The rapid growth in population and strong waves of migration in cities leads to the increase in the volume of waste generation in big cities of Vietnam. The expenditures of limited budget into environmental solutions and the need in seeking for clean land funds to build up waste treatment zones are always the most difficult problems challenges to city leaders.
In the period of 2002-2006, under the financial supports of UE-AEP and Cordaid, Enda Vietnam conducted projects of waste sorting at source, supporting independent waste collectors and scavengers and waste management in District 5 and District 6, Ho Chi Minh City and Quy Nhon City in the aim at joining its hands in supporting cities cut down their budgets and save some of land funds for waste treatments. These projects were exactly the first steps of Enda Vietnam in the field of waste management and environmental protection.

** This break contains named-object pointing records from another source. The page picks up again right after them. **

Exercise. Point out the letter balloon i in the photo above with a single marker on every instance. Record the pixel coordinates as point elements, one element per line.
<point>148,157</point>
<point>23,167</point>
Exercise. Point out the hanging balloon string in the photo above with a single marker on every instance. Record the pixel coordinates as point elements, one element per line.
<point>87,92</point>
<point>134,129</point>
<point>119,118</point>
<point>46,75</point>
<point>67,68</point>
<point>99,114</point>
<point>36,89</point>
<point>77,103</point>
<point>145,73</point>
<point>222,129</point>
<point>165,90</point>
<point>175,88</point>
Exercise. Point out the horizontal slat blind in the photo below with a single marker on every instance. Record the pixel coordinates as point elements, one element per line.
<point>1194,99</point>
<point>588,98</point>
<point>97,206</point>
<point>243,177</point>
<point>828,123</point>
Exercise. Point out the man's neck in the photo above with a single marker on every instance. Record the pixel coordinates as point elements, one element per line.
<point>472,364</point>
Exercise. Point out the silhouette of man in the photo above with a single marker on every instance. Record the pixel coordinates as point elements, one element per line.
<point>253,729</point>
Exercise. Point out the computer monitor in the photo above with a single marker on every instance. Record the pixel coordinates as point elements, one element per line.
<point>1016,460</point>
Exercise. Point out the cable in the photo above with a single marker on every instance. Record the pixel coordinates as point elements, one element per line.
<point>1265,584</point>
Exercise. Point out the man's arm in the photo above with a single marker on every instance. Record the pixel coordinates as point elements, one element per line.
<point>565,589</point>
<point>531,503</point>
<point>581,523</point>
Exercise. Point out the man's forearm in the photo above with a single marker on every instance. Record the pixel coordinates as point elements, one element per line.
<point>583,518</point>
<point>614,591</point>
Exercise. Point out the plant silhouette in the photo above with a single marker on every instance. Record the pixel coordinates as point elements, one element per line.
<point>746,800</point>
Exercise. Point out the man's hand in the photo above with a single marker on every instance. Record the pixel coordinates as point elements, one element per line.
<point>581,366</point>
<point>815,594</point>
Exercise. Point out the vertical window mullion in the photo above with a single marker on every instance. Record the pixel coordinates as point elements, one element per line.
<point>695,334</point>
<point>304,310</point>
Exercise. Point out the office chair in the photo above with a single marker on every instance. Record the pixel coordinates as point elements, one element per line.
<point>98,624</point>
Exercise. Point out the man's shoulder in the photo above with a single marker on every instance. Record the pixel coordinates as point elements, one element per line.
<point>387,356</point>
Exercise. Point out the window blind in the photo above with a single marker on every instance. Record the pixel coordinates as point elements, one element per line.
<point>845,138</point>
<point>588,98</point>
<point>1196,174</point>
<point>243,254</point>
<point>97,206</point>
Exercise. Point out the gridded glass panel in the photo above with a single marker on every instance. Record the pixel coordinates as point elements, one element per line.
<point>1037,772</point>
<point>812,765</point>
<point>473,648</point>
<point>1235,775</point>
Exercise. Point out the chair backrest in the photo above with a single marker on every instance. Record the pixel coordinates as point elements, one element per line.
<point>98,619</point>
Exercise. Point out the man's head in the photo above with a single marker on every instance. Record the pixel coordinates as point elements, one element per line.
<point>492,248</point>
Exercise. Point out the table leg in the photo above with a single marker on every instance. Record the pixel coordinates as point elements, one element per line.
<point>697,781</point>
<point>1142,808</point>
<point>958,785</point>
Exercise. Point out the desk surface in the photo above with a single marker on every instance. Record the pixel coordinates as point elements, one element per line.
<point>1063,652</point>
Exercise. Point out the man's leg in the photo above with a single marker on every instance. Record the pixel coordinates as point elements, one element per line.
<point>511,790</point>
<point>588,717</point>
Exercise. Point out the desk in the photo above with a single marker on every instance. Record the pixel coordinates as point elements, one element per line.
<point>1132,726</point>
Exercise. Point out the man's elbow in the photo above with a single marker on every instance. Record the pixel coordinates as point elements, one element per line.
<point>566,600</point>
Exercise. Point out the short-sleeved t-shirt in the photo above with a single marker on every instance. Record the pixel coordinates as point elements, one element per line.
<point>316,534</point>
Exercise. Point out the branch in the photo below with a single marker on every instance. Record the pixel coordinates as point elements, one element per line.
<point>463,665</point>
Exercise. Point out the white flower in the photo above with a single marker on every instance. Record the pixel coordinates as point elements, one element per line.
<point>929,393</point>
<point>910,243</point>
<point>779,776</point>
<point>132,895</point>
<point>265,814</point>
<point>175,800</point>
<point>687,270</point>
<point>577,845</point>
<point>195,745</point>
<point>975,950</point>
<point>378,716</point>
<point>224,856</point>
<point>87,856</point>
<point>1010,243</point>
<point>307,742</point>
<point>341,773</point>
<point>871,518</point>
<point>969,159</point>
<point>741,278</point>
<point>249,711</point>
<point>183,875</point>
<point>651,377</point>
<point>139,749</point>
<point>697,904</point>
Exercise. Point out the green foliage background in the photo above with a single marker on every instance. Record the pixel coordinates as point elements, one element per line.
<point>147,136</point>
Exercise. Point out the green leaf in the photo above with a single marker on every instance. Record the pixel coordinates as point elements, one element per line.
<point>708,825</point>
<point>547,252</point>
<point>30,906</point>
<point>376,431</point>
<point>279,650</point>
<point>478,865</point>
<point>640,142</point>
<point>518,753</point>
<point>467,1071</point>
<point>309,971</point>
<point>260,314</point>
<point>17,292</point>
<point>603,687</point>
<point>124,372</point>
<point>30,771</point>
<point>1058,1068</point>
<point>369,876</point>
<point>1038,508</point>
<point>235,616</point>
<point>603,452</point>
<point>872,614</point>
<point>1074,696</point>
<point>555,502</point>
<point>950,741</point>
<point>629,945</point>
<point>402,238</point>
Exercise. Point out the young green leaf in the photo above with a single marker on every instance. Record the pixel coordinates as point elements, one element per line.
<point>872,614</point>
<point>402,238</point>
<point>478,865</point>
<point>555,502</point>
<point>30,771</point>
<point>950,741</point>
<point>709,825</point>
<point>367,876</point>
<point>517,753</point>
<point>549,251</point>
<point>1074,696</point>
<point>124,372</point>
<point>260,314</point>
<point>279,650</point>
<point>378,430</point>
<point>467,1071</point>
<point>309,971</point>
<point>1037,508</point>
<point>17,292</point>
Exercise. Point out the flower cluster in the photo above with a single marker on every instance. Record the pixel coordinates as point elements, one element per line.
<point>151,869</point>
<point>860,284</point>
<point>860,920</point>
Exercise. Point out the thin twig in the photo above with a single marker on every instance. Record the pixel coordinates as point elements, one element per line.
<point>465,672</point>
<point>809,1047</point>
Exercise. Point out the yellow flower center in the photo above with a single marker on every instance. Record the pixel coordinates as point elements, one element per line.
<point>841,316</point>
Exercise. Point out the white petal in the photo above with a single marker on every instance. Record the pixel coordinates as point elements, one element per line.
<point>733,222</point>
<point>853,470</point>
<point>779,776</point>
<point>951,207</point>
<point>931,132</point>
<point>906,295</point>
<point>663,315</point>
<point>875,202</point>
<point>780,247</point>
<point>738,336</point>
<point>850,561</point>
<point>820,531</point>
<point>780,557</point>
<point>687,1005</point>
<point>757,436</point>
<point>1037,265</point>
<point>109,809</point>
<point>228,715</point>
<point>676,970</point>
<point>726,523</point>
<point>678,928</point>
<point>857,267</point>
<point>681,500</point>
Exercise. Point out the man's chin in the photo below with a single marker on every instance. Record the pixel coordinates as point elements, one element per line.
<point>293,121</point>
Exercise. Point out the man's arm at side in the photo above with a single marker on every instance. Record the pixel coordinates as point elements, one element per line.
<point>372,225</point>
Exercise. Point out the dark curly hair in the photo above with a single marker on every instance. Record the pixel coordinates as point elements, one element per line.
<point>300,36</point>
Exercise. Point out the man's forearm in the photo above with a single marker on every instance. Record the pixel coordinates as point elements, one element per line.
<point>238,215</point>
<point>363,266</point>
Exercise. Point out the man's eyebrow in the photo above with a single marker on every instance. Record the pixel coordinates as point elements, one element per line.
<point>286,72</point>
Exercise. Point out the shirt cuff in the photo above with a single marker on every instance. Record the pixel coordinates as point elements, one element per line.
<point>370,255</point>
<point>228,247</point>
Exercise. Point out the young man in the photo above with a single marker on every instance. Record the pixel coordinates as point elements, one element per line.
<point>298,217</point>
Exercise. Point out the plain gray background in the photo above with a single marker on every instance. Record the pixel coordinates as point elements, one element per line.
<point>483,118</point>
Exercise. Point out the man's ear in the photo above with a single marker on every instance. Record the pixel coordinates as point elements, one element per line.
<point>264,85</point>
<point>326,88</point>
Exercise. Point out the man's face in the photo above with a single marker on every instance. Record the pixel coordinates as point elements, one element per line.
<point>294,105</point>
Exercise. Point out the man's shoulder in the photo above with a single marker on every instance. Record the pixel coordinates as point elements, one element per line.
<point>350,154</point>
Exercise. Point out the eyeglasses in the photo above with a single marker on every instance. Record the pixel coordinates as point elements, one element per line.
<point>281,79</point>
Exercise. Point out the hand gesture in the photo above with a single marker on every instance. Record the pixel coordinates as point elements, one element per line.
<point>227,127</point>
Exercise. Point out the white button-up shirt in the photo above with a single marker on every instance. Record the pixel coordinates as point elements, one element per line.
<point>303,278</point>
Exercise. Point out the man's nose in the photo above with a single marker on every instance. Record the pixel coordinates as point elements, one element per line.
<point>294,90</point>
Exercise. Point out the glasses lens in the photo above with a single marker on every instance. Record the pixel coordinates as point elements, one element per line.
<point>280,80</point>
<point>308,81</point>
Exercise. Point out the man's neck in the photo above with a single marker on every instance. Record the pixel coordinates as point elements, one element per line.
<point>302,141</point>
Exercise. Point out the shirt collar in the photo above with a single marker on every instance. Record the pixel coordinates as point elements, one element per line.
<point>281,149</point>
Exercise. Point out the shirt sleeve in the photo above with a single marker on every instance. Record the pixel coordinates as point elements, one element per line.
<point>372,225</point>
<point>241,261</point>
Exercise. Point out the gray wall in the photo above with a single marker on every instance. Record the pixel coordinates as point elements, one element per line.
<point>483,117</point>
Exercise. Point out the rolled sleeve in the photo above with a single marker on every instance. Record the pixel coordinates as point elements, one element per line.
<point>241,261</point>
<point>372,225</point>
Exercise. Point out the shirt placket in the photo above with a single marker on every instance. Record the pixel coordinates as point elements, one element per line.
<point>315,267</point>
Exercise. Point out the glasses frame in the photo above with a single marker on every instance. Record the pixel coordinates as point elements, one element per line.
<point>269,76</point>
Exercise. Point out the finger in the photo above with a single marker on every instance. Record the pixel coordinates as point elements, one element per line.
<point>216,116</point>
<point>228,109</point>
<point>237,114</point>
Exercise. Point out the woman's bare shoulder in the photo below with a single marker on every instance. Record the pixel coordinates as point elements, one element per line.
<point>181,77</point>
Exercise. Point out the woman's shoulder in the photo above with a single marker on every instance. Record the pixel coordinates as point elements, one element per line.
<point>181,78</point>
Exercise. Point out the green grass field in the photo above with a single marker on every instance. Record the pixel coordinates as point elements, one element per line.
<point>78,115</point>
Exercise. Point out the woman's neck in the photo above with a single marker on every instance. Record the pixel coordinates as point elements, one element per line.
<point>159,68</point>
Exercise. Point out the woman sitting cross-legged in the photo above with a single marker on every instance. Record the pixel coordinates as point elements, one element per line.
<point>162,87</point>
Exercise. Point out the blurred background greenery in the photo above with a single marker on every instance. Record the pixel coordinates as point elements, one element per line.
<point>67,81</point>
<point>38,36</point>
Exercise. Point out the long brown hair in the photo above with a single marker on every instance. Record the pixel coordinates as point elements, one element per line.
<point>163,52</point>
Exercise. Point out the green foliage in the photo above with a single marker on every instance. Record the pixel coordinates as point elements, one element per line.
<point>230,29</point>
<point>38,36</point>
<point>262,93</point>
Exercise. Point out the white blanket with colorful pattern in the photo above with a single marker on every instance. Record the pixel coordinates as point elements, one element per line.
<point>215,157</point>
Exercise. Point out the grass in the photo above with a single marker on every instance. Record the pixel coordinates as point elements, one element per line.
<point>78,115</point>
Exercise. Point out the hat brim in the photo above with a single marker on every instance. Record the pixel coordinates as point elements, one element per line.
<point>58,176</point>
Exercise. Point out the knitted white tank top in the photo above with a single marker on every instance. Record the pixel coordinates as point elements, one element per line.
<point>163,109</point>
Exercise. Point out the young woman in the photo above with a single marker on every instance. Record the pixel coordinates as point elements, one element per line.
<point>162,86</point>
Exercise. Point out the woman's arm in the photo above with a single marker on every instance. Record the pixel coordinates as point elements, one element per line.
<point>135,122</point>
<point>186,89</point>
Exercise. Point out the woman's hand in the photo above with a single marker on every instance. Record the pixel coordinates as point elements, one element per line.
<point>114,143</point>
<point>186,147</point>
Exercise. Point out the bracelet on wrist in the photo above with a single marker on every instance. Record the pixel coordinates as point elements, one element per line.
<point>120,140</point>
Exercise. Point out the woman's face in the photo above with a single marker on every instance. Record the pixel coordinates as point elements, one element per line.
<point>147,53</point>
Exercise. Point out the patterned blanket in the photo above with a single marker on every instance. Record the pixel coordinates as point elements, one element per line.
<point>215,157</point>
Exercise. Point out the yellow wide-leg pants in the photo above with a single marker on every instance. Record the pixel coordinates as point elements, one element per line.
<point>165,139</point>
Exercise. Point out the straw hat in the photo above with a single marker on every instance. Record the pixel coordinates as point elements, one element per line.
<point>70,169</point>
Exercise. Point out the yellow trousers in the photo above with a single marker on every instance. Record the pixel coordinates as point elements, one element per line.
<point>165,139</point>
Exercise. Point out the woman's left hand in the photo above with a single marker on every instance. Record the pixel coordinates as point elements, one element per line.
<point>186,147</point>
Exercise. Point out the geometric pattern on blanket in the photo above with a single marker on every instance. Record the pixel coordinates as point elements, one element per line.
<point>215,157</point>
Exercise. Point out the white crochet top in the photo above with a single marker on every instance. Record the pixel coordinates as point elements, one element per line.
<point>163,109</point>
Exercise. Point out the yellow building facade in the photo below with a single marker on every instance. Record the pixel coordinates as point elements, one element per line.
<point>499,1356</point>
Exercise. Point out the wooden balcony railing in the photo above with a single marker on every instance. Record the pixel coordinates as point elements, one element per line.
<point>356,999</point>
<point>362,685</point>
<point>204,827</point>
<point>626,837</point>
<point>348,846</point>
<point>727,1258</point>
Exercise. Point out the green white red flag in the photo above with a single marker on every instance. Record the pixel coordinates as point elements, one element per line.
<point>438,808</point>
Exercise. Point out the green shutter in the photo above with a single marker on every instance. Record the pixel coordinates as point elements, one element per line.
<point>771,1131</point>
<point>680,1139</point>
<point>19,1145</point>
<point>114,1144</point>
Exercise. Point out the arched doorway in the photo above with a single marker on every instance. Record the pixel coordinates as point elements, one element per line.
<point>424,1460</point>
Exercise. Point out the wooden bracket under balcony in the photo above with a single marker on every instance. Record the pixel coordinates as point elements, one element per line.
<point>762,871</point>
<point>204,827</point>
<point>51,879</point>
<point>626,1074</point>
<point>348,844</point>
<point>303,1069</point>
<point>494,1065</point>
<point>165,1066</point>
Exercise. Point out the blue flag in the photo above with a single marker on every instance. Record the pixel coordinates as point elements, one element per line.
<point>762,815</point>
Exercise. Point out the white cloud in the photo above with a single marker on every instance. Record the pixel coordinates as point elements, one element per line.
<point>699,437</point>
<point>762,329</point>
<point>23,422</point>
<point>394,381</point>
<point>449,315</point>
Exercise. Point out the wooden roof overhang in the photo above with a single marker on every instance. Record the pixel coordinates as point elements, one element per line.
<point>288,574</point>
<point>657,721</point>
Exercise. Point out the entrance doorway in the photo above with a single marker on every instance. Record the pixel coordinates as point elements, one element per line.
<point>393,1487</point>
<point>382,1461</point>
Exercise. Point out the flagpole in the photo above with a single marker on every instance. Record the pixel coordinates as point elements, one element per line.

The program of “Pro-poor and sustainable solid waste management in secondary cities and small towns” funded by United Nation-Economic and Social Commission for Asia and the Pacific (UNESCAP), has been conducted in Quy Nhon city as a pilot project since 2005. It was replicated in Kontum in 2012. The project focused on collection, sorting and treating of municipal solid waste in community to recycle the waste, to produce compost, to reduce transportation cost of huge volume of municipal waste as well as to reduce overloading of the city landfills. During the project phase, two Integrated Resource Recovery Centers (IRRCs) were built up in order to maximally make use of available organic waste in two selected cities. The effective operation of IRRCs has proven to change the community attitudes and behaviors on waste which is become our resource. Up to now, with the enthusiasm of local stakeholders, especially local municipal leaders, waste segregation at source program has been well implemented and expanded to non-households and households in the whole city of Quy Nhon.
In Ho Chi Minh City, the project “Towards better social inclusion and protection to informal waste collectors and recyclers” started in 2011 with the support of the European Commission (EC). The project’s aim is to build the capacity of local stakeholders, to provide direct support and to conduct advocacy for better working conditions and access to public services for independent waste collectors.
In both projects, waste sorting and applying of 3R (Reduce-Recycle-Reused) are considered as project strategic activities to sustainably achieve the project objectives. These programs have same key activities: waste sorting at the source and improvement of the working conditions of Independent Waste Collectors (IWCs). This UNESCAP project can provide a good model for IWCs in suburban areas to start businesses based on composting organic waste. The results of studies and advocacy activities from IWCs as well as experience on advocacy can be transferred to these 2 programs. The idea is to set up a network of IWCs in Vietnam to enhance their voice and turn them into socially and officially accepted professionals of waste collection and recycling.